Why I Love You

Because a dream is something no one should be able to touch, and every second of every minute, someone, somewhere, is crying, and someone, somewhere, is falling in love.

Because the trees in my neighborhood are red and orange and yellow when fall finally decides to show up, and I can smell the cold, humid and sharp, and I hear it hissing, softly still, and I remember that night, years ago, when my crush took a bus after I asked him not to, and I am pretty sure no one shed a single tear inside that dammed midnight bus, that stupid night.

I love you because I was always picked last for the team, and I would cry delayed tears under the bleachers, and I would spend my evenings sitting on the floor in front of a bulky TV watching Star Trek re-runs, and I think we are a minuscule grain of sand on a massive beach in the middle of the Universe, and beaches in the fall are a poem by themselves.

I love you because daydreaming is my favorite pastime, and a lottery ticket cost is a low fare to pay for the hope it provides.
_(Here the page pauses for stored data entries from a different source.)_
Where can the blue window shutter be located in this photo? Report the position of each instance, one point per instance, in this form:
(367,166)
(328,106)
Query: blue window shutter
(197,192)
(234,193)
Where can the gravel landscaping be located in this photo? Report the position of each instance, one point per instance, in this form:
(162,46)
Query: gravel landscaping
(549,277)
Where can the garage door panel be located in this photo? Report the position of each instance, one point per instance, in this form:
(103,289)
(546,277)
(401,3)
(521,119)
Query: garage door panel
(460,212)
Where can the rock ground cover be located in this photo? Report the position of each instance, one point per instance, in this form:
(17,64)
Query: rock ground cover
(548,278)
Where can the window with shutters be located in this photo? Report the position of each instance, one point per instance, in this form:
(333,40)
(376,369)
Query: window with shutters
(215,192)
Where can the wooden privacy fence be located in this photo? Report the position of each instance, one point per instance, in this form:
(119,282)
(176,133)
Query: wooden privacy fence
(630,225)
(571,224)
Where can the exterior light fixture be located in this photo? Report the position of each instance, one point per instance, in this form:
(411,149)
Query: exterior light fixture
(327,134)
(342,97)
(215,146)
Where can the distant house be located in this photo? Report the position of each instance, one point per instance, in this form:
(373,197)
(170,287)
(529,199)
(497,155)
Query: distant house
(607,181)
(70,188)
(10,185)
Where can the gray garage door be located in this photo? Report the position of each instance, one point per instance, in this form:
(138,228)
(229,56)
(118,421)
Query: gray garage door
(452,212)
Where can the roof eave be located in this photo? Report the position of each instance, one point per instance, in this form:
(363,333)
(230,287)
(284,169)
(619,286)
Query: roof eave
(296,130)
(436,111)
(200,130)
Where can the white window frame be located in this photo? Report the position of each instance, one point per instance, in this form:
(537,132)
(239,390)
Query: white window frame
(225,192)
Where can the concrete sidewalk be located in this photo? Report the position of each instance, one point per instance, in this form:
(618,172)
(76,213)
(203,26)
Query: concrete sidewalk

There is a fake diary on my nightstand where my dreams unfold, and a pile of handwritten letters on my desk that will never find their destiny. And I love you.

Because shenanigans and gallivant are my two favorite words in the English language, and you are always in my sentences, and the clothes in my wardrobe are classified by color, but the books in my library are not classified at all, and I say Jesus Christ! a lot when I am frustrated, but I am not religious, and I don’t like chocolate, eggs, and peanut butter, and so my roomie used to say I was the Anti Christ.

I love you because a dream is something no one should be able to touch.